Moreover, the Kurdish authorities’ claim to be able to govern and provide services to the region and its mixed population “has taken a blow in 2021 as the economic conditions in the area deteriorated”, Khalifa said.

Uptick in attacks

The fighting also raised concerns among NGOs about the fate of some 700 children of ISIL fighters housed in the prison, who the SDF calls “Caliphate Cubs”.

The SDF has called on the UN to urge countries that have ISIL nationals detained in Syria to “accelerate the pace of their repatriation” – primarily children and women.

UN Under-Secretary-General Vladimir Voronkov told the Security Council on Thursday the deadly prison siege underscored the need to deal with those allegedly linked to the armed group in prisons and camps in Syria’s northeast.
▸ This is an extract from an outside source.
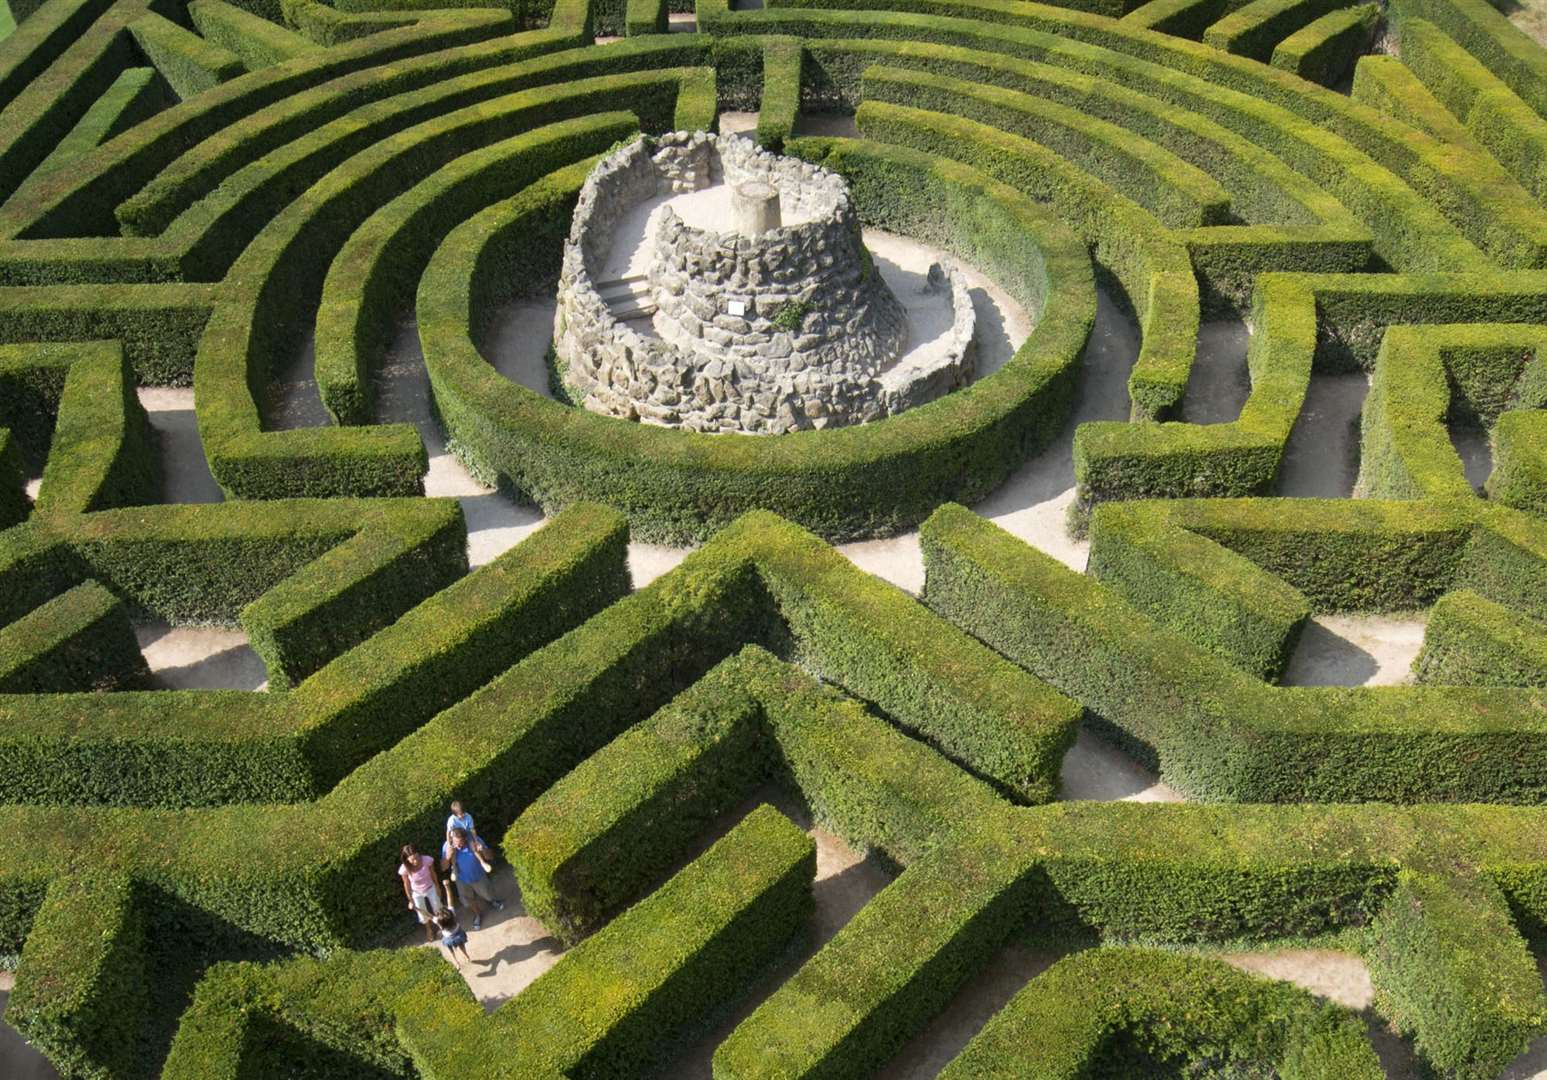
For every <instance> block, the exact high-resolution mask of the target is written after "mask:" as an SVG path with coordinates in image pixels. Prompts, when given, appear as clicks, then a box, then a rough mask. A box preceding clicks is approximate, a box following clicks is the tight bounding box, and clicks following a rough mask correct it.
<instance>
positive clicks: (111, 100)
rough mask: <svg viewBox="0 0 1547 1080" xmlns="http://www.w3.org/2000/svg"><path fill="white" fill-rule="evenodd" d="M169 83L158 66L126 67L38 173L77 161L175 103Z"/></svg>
mask: <svg viewBox="0 0 1547 1080" xmlns="http://www.w3.org/2000/svg"><path fill="white" fill-rule="evenodd" d="M172 104H173V102H172V94H170V93H169V90H167V84H166V82H164V80H162V79H161V76H159V74H158V73H156V70H155V68H124V71H122V73H121V74H119V76H118V79H114V80H113V85H111V87H108V90H107V93H104V94H102V96H101V97H97V99H96V102H94V104H93V105H91V108H88V110H87V114H85V116H82V118H80V122H79V124H76V125H74V127H73V128H70V135H67V136H65V138H62V139H60V141H59V145H56V147H54V149H53V152H51V153H50V155H48V156H46V158H45V159H43V164H40V166H39V167H37V172H39V173H43V172H48V170H51V169H59V167H60V166H65V164H71V162H77V161H79V159H80V158H84V156H85V155H87V153H90V152H91V150H96V149H97V147H99V145H102V144H104V142H107V141H110V139H113V138H114V136H118V135H121V133H122V132H127V130H128V128H131V127H135V125H136V124H141V122H144V121H147V119H150V118H152V116H155V114H156V113H159V111H161V110H162V108H167V107H169V105H172Z"/></svg>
ISIL lost its last patch of territory near Baghouz in eastern Syria in March 2019. Since that time, it largely went underground and waged a low-level battle, including roadside bombings, assassinations, and hit-and-run attacks mostly targeting security forces.

In eastern Syria, fighters carried out 342 operations over the last year, many attacks on Kurdish-led forces, according to the Syrian Observatory.

The prison break in Hassakeh was its most sophisticated operation yet. It was part of a recent uptick in attacks that have stoked fears the armed group is gaining momentum in Syria and Iraq.

Hours after the attack began on January 20, ISIL gunmen in Iraq broke into a barracks in mountains north of Baghdad, killed a guard and shot dead 11 soldiers as they slept.

The attacks were some of the boldest since the group lost its last sliver of territory in 2019 with the help of a US-led international coalition, following a years-long war that left much of Iraq and Syria in ruins.

Economic collapse, lack of governance, and growing ethnic tensions in the impoverished region are reversing US-led coalition gains.